視界の端でルーシーの鳴き声で気がついたオッさんがルーシーに手を振るのが見えたが、驚いた顔でもないので妖精さん達は見えてないらしい。
後はバリバリに魔法が使えるような人間(とかドワーフとかエルフとか)がいれば別だろうが、こういうところに来る可能性は限りなく低い。
「はー、びっくりした」
ディーピカさんの声が小さく聞こえると、ルーシーが尻尾を下げて「キューン」と鳴く。
「ごめんごめん、大丈夫だよ」
再びディーピカさんの声が聞こえて、ルーシーの頭の毛がもふもふと動いた。どうやら頭をなでているらしい。それでルーシーはすっかり機嫌を直し、尻尾のパタパタがはじまった。
「丁稚さんには見せないほうが良いかなぁ」
「驚くから止めといたほうが良いんじゃない?」
「だよなぁ」
俺の言葉にはディアナが答えた。あの純朴そうな少年を驚かせて楽しむような趣味はない。彼がいずれ成長したら別だが、今のところは内緒でもいいだろう。
「カミロには会わせるつもりだが」
「何かあったときの援助を頼むなら、そのほうが良いでしょうね」
「基本的にはうちで賄えるとは思うけど、うちにない物資が必要になった場合には頼らざるを得ないからな」
俺が言うとディアナが頷く。最終的には生活のほとんどを自給自足できればいいと思っているが、そうはいかないものもある。例えば塩だ。岩塩でも見つかれば別だが、今のところは購入するより他にない。
そういったもので、妖精さん関連のものが必要になるとすれば急を要するだろう。その時になってはじめて説明するのも時間が惜しい。
今日みたいに余裕があって、且つ本人たちもいるときのほうが話も通しておきやすい。もちろん、本人たちさえ良ければ、の話だ
なので、カミロの店に到着する直前、俺は2人に聞いてみた。
「良いですよ!」
薄っすらとだけ見えるリージャさんからあっさりと元気な返事が返ってきた。いいのか。
「いることを知られてはいけない、とかそういうのは……」
「ないです!」
「さいですか……」
俺の心配は全て杞憂だったらしい。
「とは言っても、あまり知られすぎるのはよくありません。我々がどうやら珍しい種族であると言うのは自覚してますからね」
「なるほど」
釘を差すようにディーピカさんが付け足した。姿を消せるのに草原に行ったことがないのは自衛のためのようだ。そもそも人前に姿をあらわすのも相当な珍事であるらしいことを忘れていた。
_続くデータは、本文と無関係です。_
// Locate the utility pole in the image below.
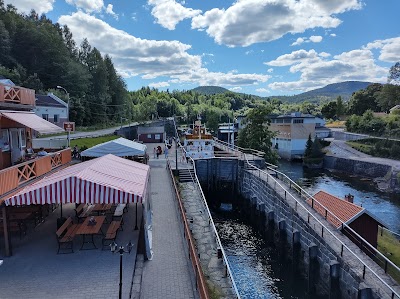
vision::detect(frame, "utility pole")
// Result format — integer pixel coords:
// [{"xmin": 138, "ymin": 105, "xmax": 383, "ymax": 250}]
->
[{"xmin": 57, "ymin": 85, "xmax": 70, "ymax": 147}]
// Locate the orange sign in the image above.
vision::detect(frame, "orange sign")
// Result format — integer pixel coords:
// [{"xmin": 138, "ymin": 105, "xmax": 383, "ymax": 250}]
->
[{"xmin": 63, "ymin": 122, "xmax": 75, "ymax": 132}]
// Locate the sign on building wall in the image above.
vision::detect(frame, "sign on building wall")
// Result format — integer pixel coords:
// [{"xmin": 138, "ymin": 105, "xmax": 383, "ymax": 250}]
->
[{"xmin": 63, "ymin": 121, "xmax": 75, "ymax": 132}]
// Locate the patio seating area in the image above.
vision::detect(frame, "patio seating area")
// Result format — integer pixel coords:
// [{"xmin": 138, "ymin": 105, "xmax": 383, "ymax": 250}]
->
[{"xmin": 0, "ymin": 204, "xmax": 142, "ymax": 298}]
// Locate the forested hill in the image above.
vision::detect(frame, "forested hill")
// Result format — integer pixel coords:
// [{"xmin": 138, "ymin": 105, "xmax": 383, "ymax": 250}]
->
[
  {"xmin": 192, "ymin": 86, "xmax": 229, "ymax": 95},
  {"xmin": 0, "ymin": 0, "xmax": 132, "ymax": 125},
  {"xmin": 192, "ymin": 81, "xmax": 372, "ymax": 103},
  {"xmin": 271, "ymin": 81, "xmax": 372, "ymax": 103}
]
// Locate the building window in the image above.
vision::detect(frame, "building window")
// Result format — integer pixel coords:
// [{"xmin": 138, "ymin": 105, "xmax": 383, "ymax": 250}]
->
[{"xmin": 0, "ymin": 129, "xmax": 10, "ymax": 152}]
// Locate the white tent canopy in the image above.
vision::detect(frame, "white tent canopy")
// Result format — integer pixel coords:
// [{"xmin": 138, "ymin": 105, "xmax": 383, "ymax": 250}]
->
[{"xmin": 81, "ymin": 137, "xmax": 147, "ymax": 157}]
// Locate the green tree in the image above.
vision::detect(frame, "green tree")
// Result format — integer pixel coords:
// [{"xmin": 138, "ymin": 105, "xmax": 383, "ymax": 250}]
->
[
  {"xmin": 238, "ymin": 105, "xmax": 277, "ymax": 163},
  {"xmin": 336, "ymin": 96, "xmax": 346, "ymax": 118},
  {"xmin": 321, "ymin": 101, "xmax": 337, "ymax": 119},
  {"xmin": 349, "ymin": 83, "xmax": 382, "ymax": 115}
]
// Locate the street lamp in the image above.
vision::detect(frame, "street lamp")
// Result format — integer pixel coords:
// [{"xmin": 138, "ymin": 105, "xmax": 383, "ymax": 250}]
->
[
  {"xmin": 110, "ymin": 241, "xmax": 133, "ymax": 299},
  {"xmin": 57, "ymin": 85, "xmax": 70, "ymax": 147}
]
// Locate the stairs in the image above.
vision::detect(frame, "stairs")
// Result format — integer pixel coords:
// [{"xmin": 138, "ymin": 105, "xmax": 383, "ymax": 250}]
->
[
  {"xmin": 244, "ymin": 160, "xmax": 258, "ymax": 170},
  {"xmin": 179, "ymin": 169, "xmax": 195, "ymax": 183}
]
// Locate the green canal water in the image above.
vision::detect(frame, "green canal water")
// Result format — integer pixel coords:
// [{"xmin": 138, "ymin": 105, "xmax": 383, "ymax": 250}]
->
[{"xmin": 212, "ymin": 161, "xmax": 400, "ymax": 299}]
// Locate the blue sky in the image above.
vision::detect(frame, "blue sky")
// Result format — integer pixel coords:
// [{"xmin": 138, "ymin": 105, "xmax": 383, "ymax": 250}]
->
[{"xmin": 4, "ymin": 0, "xmax": 400, "ymax": 96}]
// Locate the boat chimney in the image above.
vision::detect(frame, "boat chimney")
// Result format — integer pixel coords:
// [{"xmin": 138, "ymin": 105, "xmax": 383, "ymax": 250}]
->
[{"xmin": 344, "ymin": 193, "xmax": 354, "ymax": 203}]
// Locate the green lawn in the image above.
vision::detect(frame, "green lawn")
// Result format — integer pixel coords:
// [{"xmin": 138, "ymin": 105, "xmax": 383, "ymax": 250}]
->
[
  {"xmin": 71, "ymin": 135, "xmax": 120, "ymax": 150},
  {"xmin": 346, "ymin": 141, "xmax": 374, "ymax": 155},
  {"xmin": 378, "ymin": 229, "xmax": 400, "ymax": 282}
]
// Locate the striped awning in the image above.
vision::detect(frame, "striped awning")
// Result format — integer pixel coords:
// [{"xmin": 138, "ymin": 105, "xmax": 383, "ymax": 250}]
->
[
  {"xmin": 0, "ymin": 111, "xmax": 65, "ymax": 134},
  {"xmin": 5, "ymin": 155, "xmax": 150, "ymax": 206}
]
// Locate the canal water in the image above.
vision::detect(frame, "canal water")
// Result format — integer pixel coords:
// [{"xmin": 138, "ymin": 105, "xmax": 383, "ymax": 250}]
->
[
  {"xmin": 212, "ymin": 161, "xmax": 400, "ymax": 299},
  {"xmin": 278, "ymin": 161, "xmax": 400, "ymax": 234}
]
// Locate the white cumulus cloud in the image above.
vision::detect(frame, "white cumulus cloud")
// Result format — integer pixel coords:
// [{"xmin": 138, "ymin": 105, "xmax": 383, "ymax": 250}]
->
[
  {"xmin": 4, "ymin": 0, "xmax": 55, "ymax": 15},
  {"xmin": 148, "ymin": 0, "xmax": 201, "ymax": 30},
  {"xmin": 229, "ymin": 86, "xmax": 242, "ymax": 92},
  {"xmin": 58, "ymin": 11, "xmax": 270, "ymax": 86},
  {"xmin": 106, "ymin": 4, "xmax": 118, "ymax": 20},
  {"xmin": 310, "ymin": 35, "xmax": 322, "ymax": 43},
  {"xmin": 366, "ymin": 37, "xmax": 400, "ymax": 62},
  {"xmin": 65, "ymin": 0, "xmax": 104, "ymax": 13},
  {"xmin": 192, "ymin": 0, "xmax": 362, "ymax": 47},
  {"xmin": 265, "ymin": 48, "xmax": 388, "ymax": 91}
]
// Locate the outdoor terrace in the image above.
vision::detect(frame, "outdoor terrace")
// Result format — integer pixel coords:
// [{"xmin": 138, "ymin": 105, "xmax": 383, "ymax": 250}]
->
[{"xmin": 0, "ymin": 204, "xmax": 142, "ymax": 299}]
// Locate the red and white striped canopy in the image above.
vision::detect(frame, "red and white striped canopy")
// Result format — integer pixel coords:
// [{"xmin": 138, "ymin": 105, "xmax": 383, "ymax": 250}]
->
[{"xmin": 5, "ymin": 155, "xmax": 150, "ymax": 206}]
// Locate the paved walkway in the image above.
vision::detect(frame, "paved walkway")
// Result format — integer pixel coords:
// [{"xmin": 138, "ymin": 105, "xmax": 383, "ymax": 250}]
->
[{"xmin": 140, "ymin": 152, "xmax": 197, "ymax": 299}]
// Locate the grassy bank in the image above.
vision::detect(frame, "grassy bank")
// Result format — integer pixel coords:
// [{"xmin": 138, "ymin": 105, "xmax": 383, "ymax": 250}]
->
[
  {"xmin": 71, "ymin": 135, "xmax": 120, "ymax": 150},
  {"xmin": 346, "ymin": 138, "xmax": 400, "ymax": 160}
]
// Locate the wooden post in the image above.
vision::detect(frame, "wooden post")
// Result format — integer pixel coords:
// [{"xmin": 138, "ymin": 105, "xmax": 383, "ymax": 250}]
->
[{"xmin": 2, "ymin": 206, "xmax": 12, "ymax": 256}]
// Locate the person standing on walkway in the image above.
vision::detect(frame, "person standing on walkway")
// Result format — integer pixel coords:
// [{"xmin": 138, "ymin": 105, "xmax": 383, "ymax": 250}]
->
[{"xmin": 164, "ymin": 145, "xmax": 168, "ymax": 159}]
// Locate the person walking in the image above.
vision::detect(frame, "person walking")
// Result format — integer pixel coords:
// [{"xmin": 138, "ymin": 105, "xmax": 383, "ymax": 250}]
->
[{"xmin": 164, "ymin": 145, "xmax": 168, "ymax": 159}]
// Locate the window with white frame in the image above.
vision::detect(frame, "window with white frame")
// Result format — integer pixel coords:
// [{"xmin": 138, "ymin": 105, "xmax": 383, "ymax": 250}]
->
[
  {"xmin": 0, "ymin": 129, "xmax": 10, "ymax": 152},
  {"xmin": 18, "ymin": 128, "xmax": 26, "ymax": 148}
]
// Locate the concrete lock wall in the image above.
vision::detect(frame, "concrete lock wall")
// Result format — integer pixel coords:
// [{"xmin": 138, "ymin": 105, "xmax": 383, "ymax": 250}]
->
[{"xmin": 239, "ymin": 171, "xmax": 372, "ymax": 298}]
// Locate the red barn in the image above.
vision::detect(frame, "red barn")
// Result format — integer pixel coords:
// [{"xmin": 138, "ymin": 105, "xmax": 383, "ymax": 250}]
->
[{"xmin": 307, "ymin": 191, "xmax": 385, "ymax": 248}]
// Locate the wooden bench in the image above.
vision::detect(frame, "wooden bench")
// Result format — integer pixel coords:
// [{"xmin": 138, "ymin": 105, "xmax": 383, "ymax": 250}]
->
[
  {"xmin": 56, "ymin": 217, "xmax": 80, "ymax": 254},
  {"xmin": 101, "ymin": 220, "xmax": 121, "ymax": 250},
  {"xmin": 74, "ymin": 203, "xmax": 93, "ymax": 223},
  {"xmin": 0, "ymin": 219, "xmax": 26, "ymax": 239}
]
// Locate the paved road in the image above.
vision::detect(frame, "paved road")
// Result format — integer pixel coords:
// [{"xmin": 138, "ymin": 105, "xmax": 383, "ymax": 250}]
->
[
  {"xmin": 140, "ymin": 152, "xmax": 197, "ymax": 299},
  {"xmin": 34, "ymin": 122, "xmax": 134, "ymax": 140},
  {"xmin": 328, "ymin": 140, "xmax": 400, "ymax": 170}
]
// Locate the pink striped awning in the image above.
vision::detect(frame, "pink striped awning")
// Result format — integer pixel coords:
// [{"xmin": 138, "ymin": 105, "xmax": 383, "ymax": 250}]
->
[{"xmin": 5, "ymin": 154, "xmax": 150, "ymax": 206}]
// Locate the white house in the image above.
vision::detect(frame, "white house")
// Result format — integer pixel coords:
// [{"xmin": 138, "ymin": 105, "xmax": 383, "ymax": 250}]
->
[
  {"xmin": 269, "ymin": 112, "xmax": 330, "ymax": 160},
  {"xmin": 34, "ymin": 93, "xmax": 68, "ymax": 127}
]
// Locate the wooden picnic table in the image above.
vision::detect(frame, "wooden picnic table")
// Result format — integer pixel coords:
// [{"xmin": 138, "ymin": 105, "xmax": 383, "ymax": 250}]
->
[
  {"xmin": 76, "ymin": 216, "xmax": 106, "ymax": 250},
  {"xmin": 92, "ymin": 203, "xmax": 112, "ymax": 214}
]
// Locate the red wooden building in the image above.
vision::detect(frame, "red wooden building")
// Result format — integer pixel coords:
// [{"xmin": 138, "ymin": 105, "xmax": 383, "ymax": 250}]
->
[{"xmin": 307, "ymin": 191, "xmax": 385, "ymax": 249}]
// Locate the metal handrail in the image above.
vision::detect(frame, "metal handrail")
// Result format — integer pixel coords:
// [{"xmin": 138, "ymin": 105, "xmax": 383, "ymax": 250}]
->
[
  {"xmin": 174, "ymin": 119, "xmax": 241, "ymax": 299},
  {"xmin": 167, "ymin": 160, "xmax": 210, "ymax": 299},
  {"xmin": 245, "ymin": 156, "xmax": 400, "ymax": 298}
]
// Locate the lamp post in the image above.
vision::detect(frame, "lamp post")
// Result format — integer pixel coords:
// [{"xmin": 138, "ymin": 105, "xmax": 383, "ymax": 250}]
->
[
  {"xmin": 110, "ymin": 241, "xmax": 133, "ymax": 299},
  {"xmin": 57, "ymin": 85, "xmax": 70, "ymax": 147}
]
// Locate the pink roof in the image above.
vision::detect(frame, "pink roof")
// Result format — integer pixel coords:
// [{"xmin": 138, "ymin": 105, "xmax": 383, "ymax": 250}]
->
[{"xmin": 5, "ymin": 154, "xmax": 150, "ymax": 205}]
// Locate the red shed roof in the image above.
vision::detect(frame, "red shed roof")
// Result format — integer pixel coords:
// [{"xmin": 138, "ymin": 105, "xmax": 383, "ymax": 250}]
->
[{"xmin": 307, "ymin": 191, "xmax": 385, "ymax": 228}]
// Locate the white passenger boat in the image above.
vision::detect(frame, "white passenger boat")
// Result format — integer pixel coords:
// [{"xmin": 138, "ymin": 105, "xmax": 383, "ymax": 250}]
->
[{"xmin": 183, "ymin": 120, "xmax": 214, "ymax": 159}]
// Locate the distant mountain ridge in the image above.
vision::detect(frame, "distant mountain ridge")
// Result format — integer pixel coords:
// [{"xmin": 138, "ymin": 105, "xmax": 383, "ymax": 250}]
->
[
  {"xmin": 192, "ymin": 81, "xmax": 373, "ymax": 103},
  {"xmin": 192, "ymin": 86, "xmax": 230, "ymax": 95}
]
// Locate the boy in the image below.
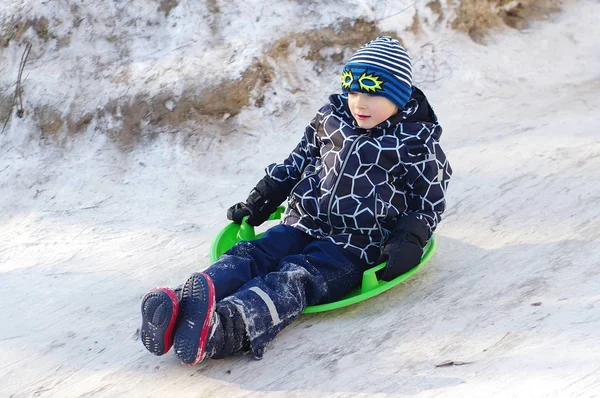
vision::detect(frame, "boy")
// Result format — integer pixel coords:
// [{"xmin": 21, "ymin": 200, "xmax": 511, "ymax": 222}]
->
[{"xmin": 140, "ymin": 36, "xmax": 452, "ymax": 365}]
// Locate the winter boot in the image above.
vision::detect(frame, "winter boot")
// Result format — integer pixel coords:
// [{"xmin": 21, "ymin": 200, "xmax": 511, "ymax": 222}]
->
[
  {"xmin": 140, "ymin": 287, "xmax": 179, "ymax": 355},
  {"xmin": 174, "ymin": 272, "xmax": 217, "ymax": 365}
]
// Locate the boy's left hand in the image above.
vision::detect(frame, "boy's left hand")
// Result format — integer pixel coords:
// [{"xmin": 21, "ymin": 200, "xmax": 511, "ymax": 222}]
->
[{"xmin": 379, "ymin": 232, "xmax": 423, "ymax": 282}]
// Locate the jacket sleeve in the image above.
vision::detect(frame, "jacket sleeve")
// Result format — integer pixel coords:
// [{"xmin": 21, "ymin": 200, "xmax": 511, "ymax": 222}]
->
[
  {"xmin": 394, "ymin": 137, "xmax": 452, "ymax": 244},
  {"xmin": 265, "ymin": 108, "xmax": 323, "ymax": 187}
]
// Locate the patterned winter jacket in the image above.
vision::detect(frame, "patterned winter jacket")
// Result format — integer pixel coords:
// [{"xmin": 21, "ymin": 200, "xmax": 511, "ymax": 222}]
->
[{"xmin": 266, "ymin": 87, "xmax": 452, "ymax": 264}]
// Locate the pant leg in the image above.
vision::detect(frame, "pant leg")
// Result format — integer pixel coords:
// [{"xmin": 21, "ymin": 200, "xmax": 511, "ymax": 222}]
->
[
  {"xmin": 218, "ymin": 240, "xmax": 368, "ymax": 359},
  {"xmin": 204, "ymin": 224, "xmax": 314, "ymax": 301}
]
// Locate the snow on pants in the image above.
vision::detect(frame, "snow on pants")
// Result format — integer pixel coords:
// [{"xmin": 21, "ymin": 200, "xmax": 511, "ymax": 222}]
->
[{"xmin": 204, "ymin": 224, "xmax": 369, "ymax": 359}]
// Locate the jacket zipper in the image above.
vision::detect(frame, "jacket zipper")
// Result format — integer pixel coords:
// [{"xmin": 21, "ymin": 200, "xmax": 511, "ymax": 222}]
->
[{"xmin": 327, "ymin": 136, "xmax": 362, "ymax": 233}]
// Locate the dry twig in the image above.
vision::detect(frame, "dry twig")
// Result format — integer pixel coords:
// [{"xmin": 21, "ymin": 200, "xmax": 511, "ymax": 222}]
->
[{"xmin": 0, "ymin": 42, "xmax": 32, "ymax": 134}]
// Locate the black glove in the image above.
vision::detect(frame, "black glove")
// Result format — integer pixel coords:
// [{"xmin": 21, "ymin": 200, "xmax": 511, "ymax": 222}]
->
[
  {"xmin": 378, "ymin": 232, "xmax": 426, "ymax": 282},
  {"xmin": 227, "ymin": 176, "xmax": 291, "ymax": 227}
]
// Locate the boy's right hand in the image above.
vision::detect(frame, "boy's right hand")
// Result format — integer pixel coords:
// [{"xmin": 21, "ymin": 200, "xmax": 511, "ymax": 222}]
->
[
  {"xmin": 227, "ymin": 188, "xmax": 278, "ymax": 227},
  {"xmin": 227, "ymin": 176, "xmax": 293, "ymax": 227},
  {"xmin": 227, "ymin": 202, "xmax": 252, "ymax": 224}
]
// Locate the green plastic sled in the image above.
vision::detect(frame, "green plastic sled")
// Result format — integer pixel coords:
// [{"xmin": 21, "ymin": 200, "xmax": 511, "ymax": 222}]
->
[{"xmin": 210, "ymin": 206, "xmax": 436, "ymax": 314}]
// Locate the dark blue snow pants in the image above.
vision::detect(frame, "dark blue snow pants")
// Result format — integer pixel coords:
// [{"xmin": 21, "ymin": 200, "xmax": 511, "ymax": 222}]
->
[{"xmin": 204, "ymin": 224, "xmax": 369, "ymax": 358}]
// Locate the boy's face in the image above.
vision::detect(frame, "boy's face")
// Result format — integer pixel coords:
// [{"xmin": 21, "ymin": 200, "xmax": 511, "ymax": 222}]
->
[{"xmin": 348, "ymin": 92, "xmax": 398, "ymax": 129}]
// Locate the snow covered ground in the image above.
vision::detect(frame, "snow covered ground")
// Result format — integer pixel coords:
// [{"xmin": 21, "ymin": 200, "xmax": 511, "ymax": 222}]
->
[{"xmin": 0, "ymin": 0, "xmax": 600, "ymax": 397}]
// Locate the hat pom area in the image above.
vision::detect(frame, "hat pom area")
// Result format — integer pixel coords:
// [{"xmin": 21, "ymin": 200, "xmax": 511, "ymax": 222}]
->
[{"xmin": 342, "ymin": 36, "xmax": 412, "ymax": 109}]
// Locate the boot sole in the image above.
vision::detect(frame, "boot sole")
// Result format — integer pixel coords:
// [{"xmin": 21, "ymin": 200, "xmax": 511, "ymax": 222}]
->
[
  {"xmin": 174, "ymin": 272, "xmax": 216, "ymax": 365},
  {"xmin": 140, "ymin": 287, "xmax": 179, "ymax": 356}
]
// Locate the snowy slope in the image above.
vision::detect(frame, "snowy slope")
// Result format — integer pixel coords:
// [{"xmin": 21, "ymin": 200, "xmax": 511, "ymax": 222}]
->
[{"xmin": 0, "ymin": 0, "xmax": 600, "ymax": 397}]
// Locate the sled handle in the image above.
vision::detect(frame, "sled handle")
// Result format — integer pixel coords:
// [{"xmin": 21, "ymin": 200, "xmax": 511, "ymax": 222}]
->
[{"xmin": 360, "ymin": 263, "xmax": 386, "ymax": 293}]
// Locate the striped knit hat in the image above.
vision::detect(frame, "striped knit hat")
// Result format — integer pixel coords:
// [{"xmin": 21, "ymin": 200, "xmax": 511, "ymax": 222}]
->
[{"xmin": 342, "ymin": 36, "xmax": 412, "ymax": 109}]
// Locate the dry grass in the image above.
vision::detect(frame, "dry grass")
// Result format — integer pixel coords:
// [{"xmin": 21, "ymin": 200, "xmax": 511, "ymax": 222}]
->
[
  {"xmin": 452, "ymin": 0, "xmax": 563, "ymax": 42},
  {"xmin": 17, "ymin": 20, "xmax": 393, "ymax": 151}
]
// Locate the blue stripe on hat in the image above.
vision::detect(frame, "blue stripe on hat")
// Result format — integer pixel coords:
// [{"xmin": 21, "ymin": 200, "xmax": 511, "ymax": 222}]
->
[
  {"xmin": 342, "ymin": 63, "xmax": 412, "ymax": 109},
  {"xmin": 342, "ymin": 36, "xmax": 412, "ymax": 109}
]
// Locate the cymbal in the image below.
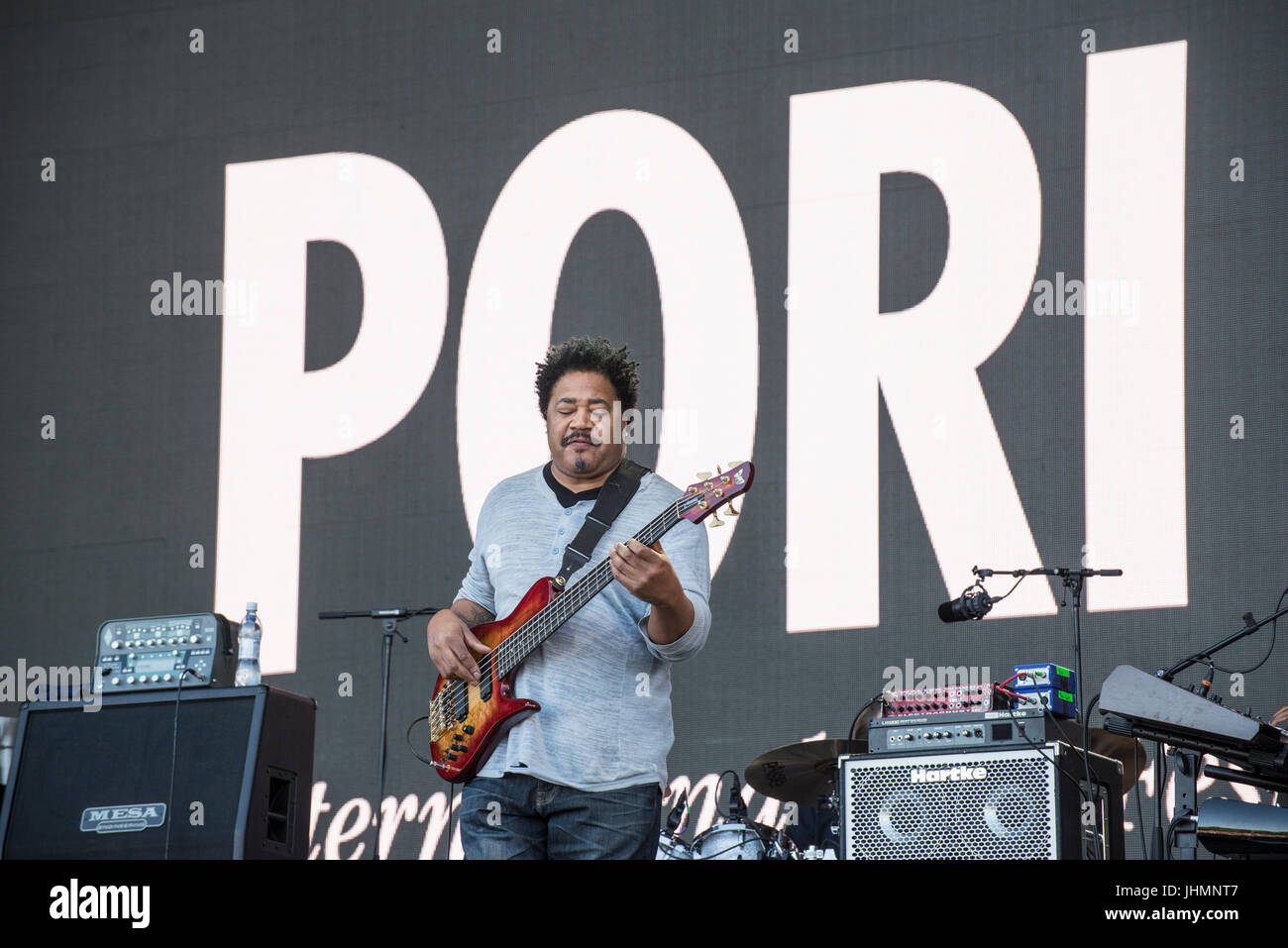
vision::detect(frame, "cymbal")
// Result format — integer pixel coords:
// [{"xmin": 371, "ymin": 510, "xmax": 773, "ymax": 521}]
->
[
  {"xmin": 1060, "ymin": 721, "xmax": 1149, "ymax": 793},
  {"xmin": 743, "ymin": 739, "xmax": 868, "ymax": 806},
  {"xmin": 1078, "ymin": 728, "xmax": 1149, "ymax": 793}
]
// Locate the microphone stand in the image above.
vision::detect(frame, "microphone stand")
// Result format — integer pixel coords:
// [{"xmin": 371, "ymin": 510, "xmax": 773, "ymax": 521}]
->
[
  {"xmin": 971, "ymin": 567, "xmax": 1124, "ymax": 724},
  {"xmin": 318, "ymin": 608, "xmax": 438, "ymax": 859},
  {"xmin": 1153, "ymin": 606, "xmax": 1288, "ymax": 859}
]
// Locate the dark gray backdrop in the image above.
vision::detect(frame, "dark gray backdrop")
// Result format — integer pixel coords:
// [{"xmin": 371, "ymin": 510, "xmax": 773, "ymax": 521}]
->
[{"xmin": 0, "ymin": 1, "xmax": 1288, "ymax": 855}]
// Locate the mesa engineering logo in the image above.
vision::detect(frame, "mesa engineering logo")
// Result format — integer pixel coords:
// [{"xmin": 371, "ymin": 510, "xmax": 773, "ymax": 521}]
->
[
  {"xmin": 909, "ymin": 767, "xmax": 988, "ymax": 784},
  {"xmin": 49, "ymin": 879, "xmax": 152, "ymax": 928}
]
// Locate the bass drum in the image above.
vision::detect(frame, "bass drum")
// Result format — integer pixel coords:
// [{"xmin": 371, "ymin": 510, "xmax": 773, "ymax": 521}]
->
[{"xmin": 693, "ymin": 819, "xmax": 765, "ymax": 859}]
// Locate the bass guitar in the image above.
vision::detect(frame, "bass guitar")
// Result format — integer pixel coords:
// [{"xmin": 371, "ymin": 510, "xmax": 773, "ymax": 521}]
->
[{"xmin": 429, "ymin": 461, "xmax": 755, "ymax": 784}]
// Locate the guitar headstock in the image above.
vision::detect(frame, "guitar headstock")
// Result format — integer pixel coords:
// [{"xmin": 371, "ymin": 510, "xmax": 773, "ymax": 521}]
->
[{"xmin": 680, "ymin": 461, "xmax": 756, "ymax": 527}]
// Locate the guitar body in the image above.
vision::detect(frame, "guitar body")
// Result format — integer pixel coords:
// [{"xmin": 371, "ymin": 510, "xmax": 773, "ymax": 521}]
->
[
  {"xmin": 430, "ymin": 578, "xmax": 557, "ymax": 784},
  {"xmin": 429, "ymin": 461, "xmax": 755, "ymax": 784}
]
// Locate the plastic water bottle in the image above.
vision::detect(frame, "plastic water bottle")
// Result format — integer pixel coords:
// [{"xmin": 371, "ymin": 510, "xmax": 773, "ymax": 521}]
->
[{"xmin": 233, "ymin": 603, "xmax": 265, "ymax": 687}]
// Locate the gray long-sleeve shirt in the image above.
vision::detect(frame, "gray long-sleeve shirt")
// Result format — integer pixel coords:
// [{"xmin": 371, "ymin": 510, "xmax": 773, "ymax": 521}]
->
[{"xmin": 456, "ymin": 468, "xmax": 711, "ymax": 790}]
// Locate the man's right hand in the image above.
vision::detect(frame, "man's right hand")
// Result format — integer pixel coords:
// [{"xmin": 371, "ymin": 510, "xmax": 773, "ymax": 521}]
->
[{"xmin": 425, "ymin": 600, "xmax": 490, "ymax": 685}]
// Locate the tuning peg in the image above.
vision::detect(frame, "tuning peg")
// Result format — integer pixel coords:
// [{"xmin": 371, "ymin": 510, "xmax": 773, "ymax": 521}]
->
[{"xmin": 716, "ymin": 464, "xmax": 738, "ymax": 516}]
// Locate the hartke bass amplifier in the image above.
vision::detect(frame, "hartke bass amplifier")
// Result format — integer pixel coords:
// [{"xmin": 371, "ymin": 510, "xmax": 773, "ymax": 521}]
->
[
  {"xmin": 840, "ymin": 742, "xmax": 1124, "ymax": 859},
  {"xmin": 0, "ymin": 685, "xmax": 317, "ymax": 859}
]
2人が気安いので勘違いしそうになるが、保守的な妖精さんならついて来なかったりするのだろう。
「お2人に会わせるやつの口の硬さは保証しますよ。おいそれと漏らすようなやつじゃありません」
ホイホイ秘密を漏らすようなやつが商人として大成できるはずもないしな。
「わかりました」
ほんの少し緊張を残した声でディーピカさんが答える。竜車はカミロの店に到着した。
さて、丁稚さんにはいつもどおりとして、カミロにはどう紹介しようか。そう考えながら、俺はいつもどおりの風景を眺めた。